La question financière est cruciale dans les négociations climatiques. Pour que la centaine de pays du Sud acceptent d’orienter leur développement économique à venir vers les énergies propres plutôt que vers le tout-fossile (pétrole, gaz, charbon), vers la plantation de forêts et le respect des écosystèmes plutôt que la déforestation et la surpêche, il est nécessaire que des projets de développement « verts » soient financés. C’est le cas jusqu’en 2025, grâce au Fonds vert de l’ONU (100 milliards d’euros par an), qui est financé par les nations historiquement responsables du réchauffement climatique, donc les pays développés. Mais après 2020 ? La COP21 n’a pas réussi à graver dans le marbre un système dans lequel les pays les plus riches (et peut-être d’autres dans un deuxième temps) s’engageraient tous les cinq ans à mettre la main au portefeuille. Après 2025, que se passe-t-il ? Par ailleurs, tout un pan de financements a été oublié : celui de l’adaptation. C’est-à-dire l’ensemble des infrastructures permettant aux contrées les plus vulnérables de résister aux conséquences du réchauffement (digues pour protéger les villes des inondations, bâtiments résistants aux ouragans…). En théorie, l’adaptation est censée représenter 50% des 100 milliards du Fonds vert, afin que les pays en développement ne perdent pas des points de PIB à se protéger de sinistres dont ils ne sont nullement responsables. Dans les faits, les pays développés considèrent cette dépense presque comme de l’humanitaire, et l’envie n’est pas forcément là.

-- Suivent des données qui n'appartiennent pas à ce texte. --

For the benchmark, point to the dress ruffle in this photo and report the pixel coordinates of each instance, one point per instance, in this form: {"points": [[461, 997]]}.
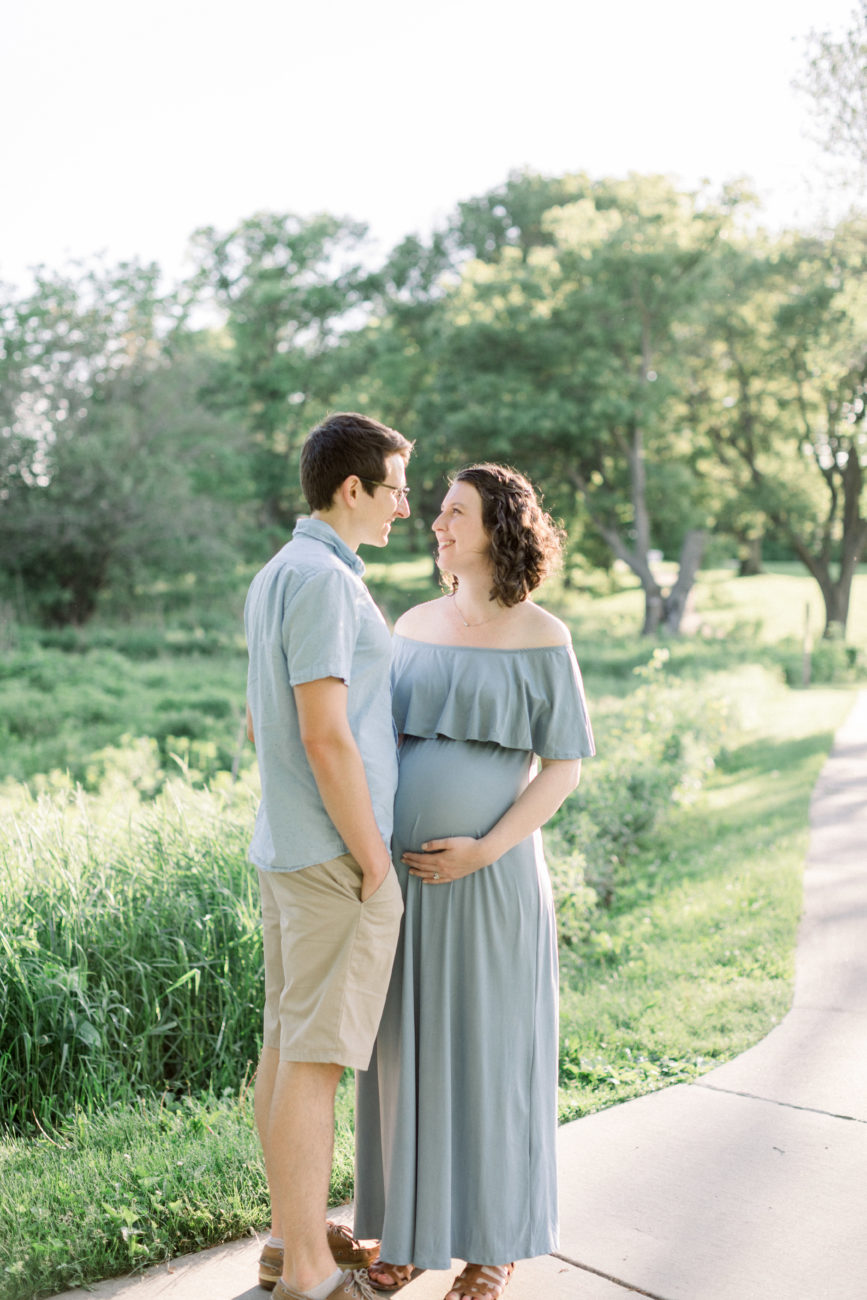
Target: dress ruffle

Laisser les énergies fossiles dans le sol

 

Des scientifiques ont publié dans la très sérieuse revue « Nature » une étude indiquant que si le monde veut respecter les 2°C de réchauffement par rapport à l’ère pré-industrielle, il doit se résoudre à ne pas utiliser entre 2010 et 2050 un tiers des réserves pétrolières, la moitié des réserves à gaz et plus de 80% des réserves actuelles de charbon.

Mais comment s’en passer ? Beaucoup d’ONG ont pressé les négociateurs d’inscrire dans le traité de la COP21 l’objectif de 100% d’énergies renouvelables (solaire, éolien, biomasse…) d’ici à 2050. Mais non. Pourtant, pour n’évoquer que l’exemple français, quelques organismes comme l’Ademe ou l’association NégaWatt soutiennent que cet objectif est tenable. Le mot « énergie renouvelable » n’est pour ainsi dire pas présent dans le traité.

Donner un prix au carbone


L’idée de donner un prix au carbone n’est pas présente dans l’accord mais pourtant, cette idée aux contours encore mal définis (taxe ? marché d’échange de carbone ?) pourrait constituer le prélude à une sorte de malus international contre les énergies fossiles.